Toxicity risk factors requiring individualized discussion: 1

• Advanced age
• Metabolic syndrome
• Obesity
• Latent infections (TB, HIV, HBV, HCV)
• eGFR <50 mL/min/1.73 m² (adverse effects more likely)

Glucocorticoid Therapy Decision

If no contraindications present:

• Consider a 6-month course of glucocorticoid therapy after detailed risk-benefit discussion with the patient 1, 2
• The TESTING trial showed efficacy in patients with marked proteinuria (average 2.4 g/day) but at the expense of treatment-associated morbidity and mortality 1
• Alternatively, prioritize enrollment in clinical trials evaluating newer therapies (SGLT2 inhibitors, sparsentan, atrasentan, enteric-coated budesonide, complement inhibitors) 1, 2

Population-Specific Considerations

Chinese Patients

• Mycophenolate mofetil may be used as a glucocorticoid-sparing agent 1, 2
• This is NOT recommended in non-Chinese patients 1, 2

Japanese Patients

• Consider tonsillectomy 1, 2
• This is NOT recommended in non-Japanese patients 1, 2

Therapies NOT Recommended for Standard IgAN

Do not use the following agents (except in specific variant presentations): 1, 2

• Azathioprine
• Cyclophosphamide (exception: rapidly progressive IgAN with crescents)
• Calcineurin inhibitors
• Rituximab
• Mycophenolate mofetil in non-Chinese patients

Special Clinical Situations Requiring Different Management

IgAN with Minimal Change Disease Features

• Treat according to minimal change disease guidelines, not standard IgAN protocols 1

Rapidly Progressive IgAN (RPGN with >50% Crescents)
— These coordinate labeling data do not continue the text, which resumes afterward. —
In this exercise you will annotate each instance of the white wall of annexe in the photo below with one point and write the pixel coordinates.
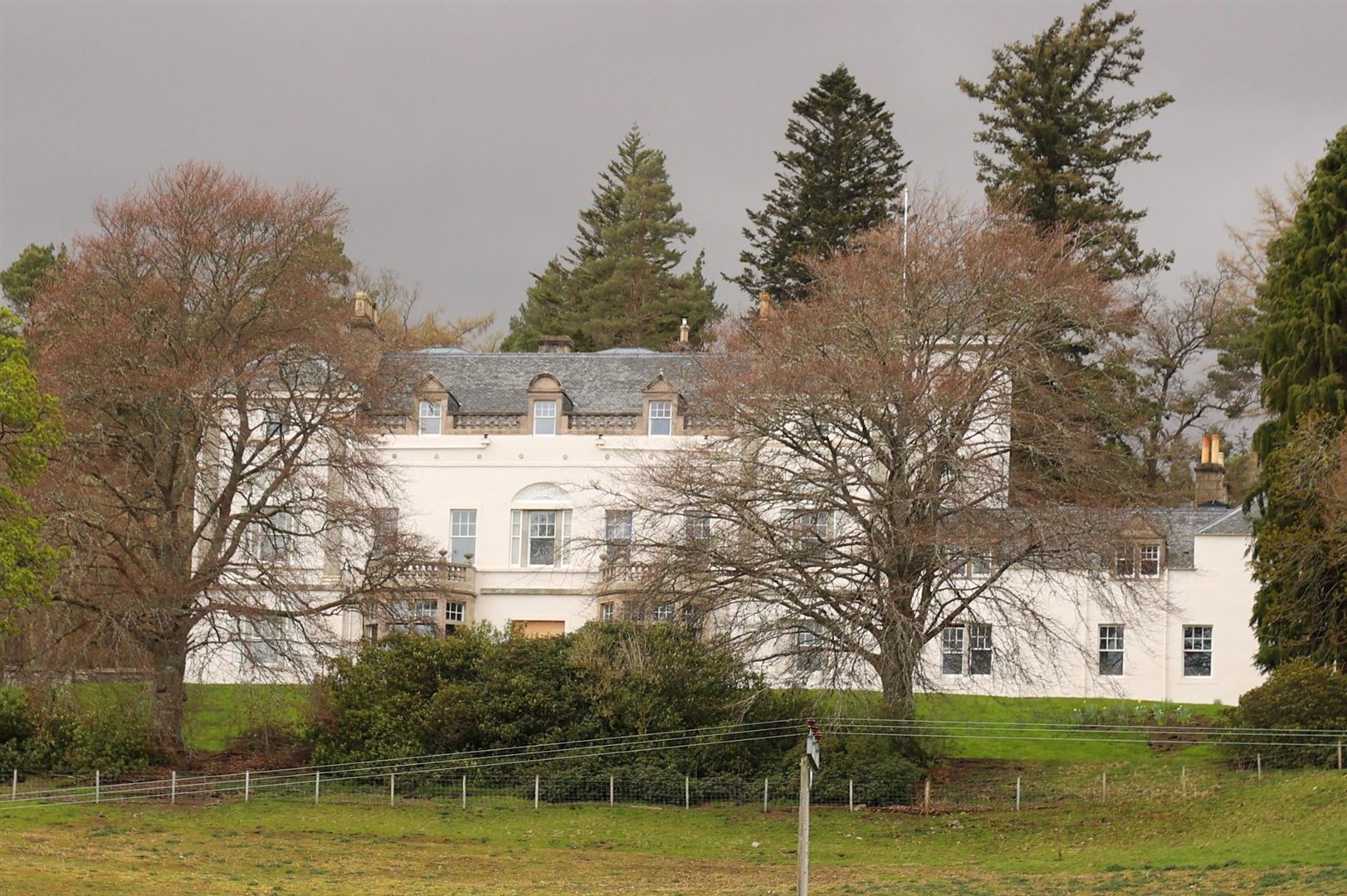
(1198, 604)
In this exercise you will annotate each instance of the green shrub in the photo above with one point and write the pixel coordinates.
(478, 690)
(47, 729)
(1301, 695)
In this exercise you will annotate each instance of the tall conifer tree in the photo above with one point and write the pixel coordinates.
(1301, 604)
(843, 177)
(617, 286)
(1055, 136)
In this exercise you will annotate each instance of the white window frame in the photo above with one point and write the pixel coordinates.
(659, 416)
(462, 535)
(700, 527)
(261, 640)
(544, 416)
(428, 418)
(523, 523)
(1197, 643)
(808, 647)
(540, 498)
(1148, 561)
(953, 645)
(1113, 640)
(275, 537)
(981, 647)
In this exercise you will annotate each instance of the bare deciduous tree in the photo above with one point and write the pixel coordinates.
(406, 326)
(1180, 383)
(218, 483)
(860, 500)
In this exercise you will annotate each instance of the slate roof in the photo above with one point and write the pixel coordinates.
(1182, 524)
(597, 383)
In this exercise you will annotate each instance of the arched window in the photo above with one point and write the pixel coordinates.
(540, 526)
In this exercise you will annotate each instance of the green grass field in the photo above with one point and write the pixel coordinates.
(1230, 835)
(1286, 835)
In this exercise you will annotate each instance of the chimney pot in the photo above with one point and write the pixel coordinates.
(555, 343)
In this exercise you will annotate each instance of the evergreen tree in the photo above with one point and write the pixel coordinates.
(843, 177)
(30, 433)
(617, 286)
(22, 280)
(1055, 135)
(1301, 606)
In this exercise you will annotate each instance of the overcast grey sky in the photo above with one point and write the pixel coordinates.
(464, 138)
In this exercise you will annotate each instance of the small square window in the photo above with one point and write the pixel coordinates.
(544, 418)
(1148, 565)
(698, 527)
(275, 426)
(430, 418)
(808, 648)
(1110, 650)
(661, 418)
(1197, 651)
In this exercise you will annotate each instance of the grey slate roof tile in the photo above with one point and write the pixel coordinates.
(596, 383)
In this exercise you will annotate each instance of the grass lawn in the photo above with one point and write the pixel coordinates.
(1286, 835)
• Offer cyclophosphamide and glucocorticoids following protocols for ANCA-associated vasculitis 1, 2
• This is the only indication for cyclophosphamide in IgAN 1

IgAN with Acute Kidney Injury from Severe Hematuria

• Focus on supportive care for AKI 1
• Consider repeat kidney biopsy if no improvement in kidney function within 2 weeks after hematuria cessation 1

Nephrotic Syndrome with Mesangioproliferative Features

• Manage as high-risk IgAN patients 1

Monitoring Treatment Response

Track the following parameters:

• Proteinuria reduction as surrogate marker of treatment response—goal <1 g/day 1, 2
• Reduction in slope of GFR decline as favorable outcome 2
• 40% or greater decline in eGFR from baseline over 2-3 years suggests poor outcome requiring treatment intensification 2

Critical Pitfalls to Avoid

The most common error is premature use of immunosuppression: The STOP-IgAN trial demonstrated that strict supportive care alone (including lifestyle changes, protein and salt restriction) provides substantial benefit, and many patients labeled as "high-risk" will respond to optimized supportive measures without needing glucocorticoids. 6 Always ensure a full 3-month trial of maximal supportive care before considering immunosuppression. 1, 2

Second major pitfall is using glucocorticoids in patients with eGFR <50 mL/min/1.73 m² without careful consideration, as adverse events increase markedly as GFR declines. 1, 7 In these patients, the risk-benefit ratio often favors continued supportive care or clinical trial enrollment over standard glucocorticoid therapy.